Announcement

Collapse
No announcement yet.
X
  • Filter
  • Time
  • Show
Clear All
new posts

  • Converting NHANES drug level data to personal level data

    Hello,
    (First-time poster to the forum. I have reviewed the guidelines in "Advice on Posting" https://www.statalist.org/forums/help#stata but my sincere apologies if I have not gotten something right!)

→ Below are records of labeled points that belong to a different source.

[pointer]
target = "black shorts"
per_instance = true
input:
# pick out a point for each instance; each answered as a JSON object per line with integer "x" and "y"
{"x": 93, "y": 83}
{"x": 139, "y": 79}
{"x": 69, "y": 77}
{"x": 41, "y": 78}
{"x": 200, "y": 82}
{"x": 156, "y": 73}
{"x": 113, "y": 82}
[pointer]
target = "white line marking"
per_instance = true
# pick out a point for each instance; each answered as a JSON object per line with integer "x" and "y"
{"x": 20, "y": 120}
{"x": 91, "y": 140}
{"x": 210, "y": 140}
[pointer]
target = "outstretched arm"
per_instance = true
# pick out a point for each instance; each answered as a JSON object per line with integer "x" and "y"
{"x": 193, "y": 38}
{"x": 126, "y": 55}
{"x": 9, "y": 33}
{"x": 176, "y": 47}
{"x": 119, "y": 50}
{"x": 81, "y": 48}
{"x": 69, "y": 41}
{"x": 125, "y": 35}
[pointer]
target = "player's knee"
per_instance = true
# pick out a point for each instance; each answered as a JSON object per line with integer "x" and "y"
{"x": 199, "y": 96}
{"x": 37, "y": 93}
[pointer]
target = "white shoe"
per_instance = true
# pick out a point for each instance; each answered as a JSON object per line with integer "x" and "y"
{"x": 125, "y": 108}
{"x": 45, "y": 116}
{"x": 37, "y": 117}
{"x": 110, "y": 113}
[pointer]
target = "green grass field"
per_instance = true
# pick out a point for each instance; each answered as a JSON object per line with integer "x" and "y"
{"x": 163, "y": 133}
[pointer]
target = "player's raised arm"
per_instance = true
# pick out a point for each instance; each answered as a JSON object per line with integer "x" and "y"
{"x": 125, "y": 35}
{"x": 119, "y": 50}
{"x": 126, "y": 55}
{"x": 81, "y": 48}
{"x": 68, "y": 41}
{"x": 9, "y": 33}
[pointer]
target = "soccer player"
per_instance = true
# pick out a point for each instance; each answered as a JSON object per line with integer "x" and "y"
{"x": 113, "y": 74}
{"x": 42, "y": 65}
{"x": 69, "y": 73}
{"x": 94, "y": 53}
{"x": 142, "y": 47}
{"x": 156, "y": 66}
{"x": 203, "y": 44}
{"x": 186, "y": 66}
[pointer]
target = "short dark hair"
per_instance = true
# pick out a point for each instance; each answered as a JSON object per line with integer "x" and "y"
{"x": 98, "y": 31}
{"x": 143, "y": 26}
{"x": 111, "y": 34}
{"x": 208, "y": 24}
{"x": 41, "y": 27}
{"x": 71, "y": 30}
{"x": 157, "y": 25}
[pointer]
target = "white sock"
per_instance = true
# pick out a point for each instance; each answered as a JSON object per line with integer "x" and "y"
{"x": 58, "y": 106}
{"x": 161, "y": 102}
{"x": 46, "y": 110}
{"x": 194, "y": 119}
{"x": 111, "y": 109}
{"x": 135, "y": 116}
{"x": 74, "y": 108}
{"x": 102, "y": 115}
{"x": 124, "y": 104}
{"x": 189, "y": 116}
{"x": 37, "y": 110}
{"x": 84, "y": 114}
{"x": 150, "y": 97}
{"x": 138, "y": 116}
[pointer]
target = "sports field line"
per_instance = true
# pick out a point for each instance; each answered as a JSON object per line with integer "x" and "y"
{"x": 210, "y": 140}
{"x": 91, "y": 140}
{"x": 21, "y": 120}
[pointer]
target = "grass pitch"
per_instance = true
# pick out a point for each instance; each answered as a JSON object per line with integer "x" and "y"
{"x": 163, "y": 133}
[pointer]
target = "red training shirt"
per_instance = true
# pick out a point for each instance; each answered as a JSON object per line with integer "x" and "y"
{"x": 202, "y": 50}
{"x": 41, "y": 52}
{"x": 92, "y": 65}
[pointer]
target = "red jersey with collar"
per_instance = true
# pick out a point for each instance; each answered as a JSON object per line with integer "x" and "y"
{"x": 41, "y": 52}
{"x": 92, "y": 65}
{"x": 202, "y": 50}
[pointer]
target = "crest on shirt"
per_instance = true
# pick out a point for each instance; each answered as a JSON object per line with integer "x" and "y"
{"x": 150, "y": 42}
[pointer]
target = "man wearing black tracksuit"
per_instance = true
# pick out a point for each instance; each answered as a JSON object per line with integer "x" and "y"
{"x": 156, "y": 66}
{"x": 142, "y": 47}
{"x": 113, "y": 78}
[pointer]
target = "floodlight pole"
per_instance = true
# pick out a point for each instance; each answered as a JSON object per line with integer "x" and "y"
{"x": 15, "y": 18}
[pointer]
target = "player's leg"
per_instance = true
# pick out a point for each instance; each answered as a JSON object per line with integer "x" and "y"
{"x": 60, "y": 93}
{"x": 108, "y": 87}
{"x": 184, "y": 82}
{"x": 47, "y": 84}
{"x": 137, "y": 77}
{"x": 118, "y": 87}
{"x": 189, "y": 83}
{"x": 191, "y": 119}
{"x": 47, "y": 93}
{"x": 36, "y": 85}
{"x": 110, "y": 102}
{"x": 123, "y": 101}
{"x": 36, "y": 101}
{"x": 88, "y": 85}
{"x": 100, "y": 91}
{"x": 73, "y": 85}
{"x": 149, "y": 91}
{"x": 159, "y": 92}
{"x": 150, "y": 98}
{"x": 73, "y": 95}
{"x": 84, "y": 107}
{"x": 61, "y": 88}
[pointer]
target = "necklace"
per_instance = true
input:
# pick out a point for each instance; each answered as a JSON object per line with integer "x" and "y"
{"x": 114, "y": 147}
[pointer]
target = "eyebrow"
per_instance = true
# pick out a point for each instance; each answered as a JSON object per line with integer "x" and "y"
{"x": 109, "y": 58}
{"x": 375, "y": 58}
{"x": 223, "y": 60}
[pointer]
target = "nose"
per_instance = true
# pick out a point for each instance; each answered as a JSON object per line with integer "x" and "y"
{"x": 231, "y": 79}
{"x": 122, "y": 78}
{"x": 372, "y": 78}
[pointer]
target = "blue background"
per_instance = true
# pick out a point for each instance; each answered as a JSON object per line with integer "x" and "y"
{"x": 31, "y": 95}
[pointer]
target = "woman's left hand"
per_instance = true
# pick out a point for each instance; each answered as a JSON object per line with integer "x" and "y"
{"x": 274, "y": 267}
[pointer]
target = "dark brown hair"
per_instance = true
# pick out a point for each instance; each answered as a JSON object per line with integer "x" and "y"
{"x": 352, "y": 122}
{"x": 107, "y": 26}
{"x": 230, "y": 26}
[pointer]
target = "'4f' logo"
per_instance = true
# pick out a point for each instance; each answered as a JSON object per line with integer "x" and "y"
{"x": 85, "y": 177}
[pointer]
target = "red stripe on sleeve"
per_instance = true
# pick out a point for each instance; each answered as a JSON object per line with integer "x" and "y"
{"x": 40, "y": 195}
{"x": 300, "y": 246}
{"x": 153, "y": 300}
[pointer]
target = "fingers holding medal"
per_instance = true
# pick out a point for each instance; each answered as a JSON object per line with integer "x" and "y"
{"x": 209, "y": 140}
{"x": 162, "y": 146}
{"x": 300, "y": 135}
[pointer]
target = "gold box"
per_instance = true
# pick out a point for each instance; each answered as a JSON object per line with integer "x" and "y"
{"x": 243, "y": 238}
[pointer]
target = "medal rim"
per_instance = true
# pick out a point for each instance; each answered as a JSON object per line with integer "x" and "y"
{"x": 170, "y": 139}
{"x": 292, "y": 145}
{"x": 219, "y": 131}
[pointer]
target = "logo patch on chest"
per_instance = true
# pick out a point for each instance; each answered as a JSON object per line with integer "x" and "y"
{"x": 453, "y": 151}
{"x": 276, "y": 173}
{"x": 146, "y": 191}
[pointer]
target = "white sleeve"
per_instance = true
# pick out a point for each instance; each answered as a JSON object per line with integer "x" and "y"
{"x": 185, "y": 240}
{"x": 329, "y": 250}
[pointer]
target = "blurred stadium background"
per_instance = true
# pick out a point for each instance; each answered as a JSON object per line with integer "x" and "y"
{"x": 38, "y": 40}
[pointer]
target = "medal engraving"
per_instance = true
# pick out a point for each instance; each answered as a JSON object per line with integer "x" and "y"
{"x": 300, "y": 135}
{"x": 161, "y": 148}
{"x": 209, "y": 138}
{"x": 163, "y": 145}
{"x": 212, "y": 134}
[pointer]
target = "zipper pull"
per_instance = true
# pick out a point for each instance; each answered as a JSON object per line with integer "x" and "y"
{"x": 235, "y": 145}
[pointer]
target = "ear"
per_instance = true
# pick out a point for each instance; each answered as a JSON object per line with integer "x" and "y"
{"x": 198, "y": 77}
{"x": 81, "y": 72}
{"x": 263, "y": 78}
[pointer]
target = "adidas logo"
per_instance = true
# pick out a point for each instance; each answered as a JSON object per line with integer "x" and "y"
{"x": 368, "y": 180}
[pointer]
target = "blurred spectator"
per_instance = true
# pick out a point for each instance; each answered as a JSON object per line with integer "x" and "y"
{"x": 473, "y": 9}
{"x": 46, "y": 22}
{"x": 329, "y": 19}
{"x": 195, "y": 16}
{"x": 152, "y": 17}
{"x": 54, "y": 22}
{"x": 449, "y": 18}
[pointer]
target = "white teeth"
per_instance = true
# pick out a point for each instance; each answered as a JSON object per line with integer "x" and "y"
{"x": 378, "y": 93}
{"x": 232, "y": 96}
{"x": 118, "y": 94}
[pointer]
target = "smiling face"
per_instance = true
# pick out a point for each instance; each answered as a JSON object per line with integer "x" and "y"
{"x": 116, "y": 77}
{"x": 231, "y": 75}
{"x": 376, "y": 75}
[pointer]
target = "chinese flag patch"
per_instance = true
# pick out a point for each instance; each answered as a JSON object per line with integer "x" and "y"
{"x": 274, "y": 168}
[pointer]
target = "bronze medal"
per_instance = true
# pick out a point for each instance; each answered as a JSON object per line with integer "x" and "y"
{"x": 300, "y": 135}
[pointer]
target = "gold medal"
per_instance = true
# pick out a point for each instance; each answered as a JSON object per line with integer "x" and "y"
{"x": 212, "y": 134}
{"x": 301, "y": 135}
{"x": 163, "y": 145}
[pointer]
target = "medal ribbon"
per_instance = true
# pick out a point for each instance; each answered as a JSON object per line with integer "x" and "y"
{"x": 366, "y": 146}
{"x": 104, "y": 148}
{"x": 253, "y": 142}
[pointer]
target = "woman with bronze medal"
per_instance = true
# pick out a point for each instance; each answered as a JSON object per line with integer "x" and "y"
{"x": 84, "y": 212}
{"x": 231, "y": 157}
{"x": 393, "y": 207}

    I am a student working with a NHANES derived dataset on prescription drug use. Its drug level data needs to be converted to personal level data (i.e. a record for each person) before merging it with NHANES demographic data files by the unique identifier for each individual (variable called seqn).
    "Analysts should convert a drug level data to a personal level data, that is, a record for each person, before merging it with NHANES demographic and other data files by using SEQN.”
    Source: https://wwwn.cdc.gov/nchs/nhanes/2009-2010/RXQ_RX_F.htm

    This is because each individual may take more than one medication. If that occurs, each medication is listed on its own line with the seqn. Within my particular dataset, the number of drugs an individual is on ranges from 0 to 20.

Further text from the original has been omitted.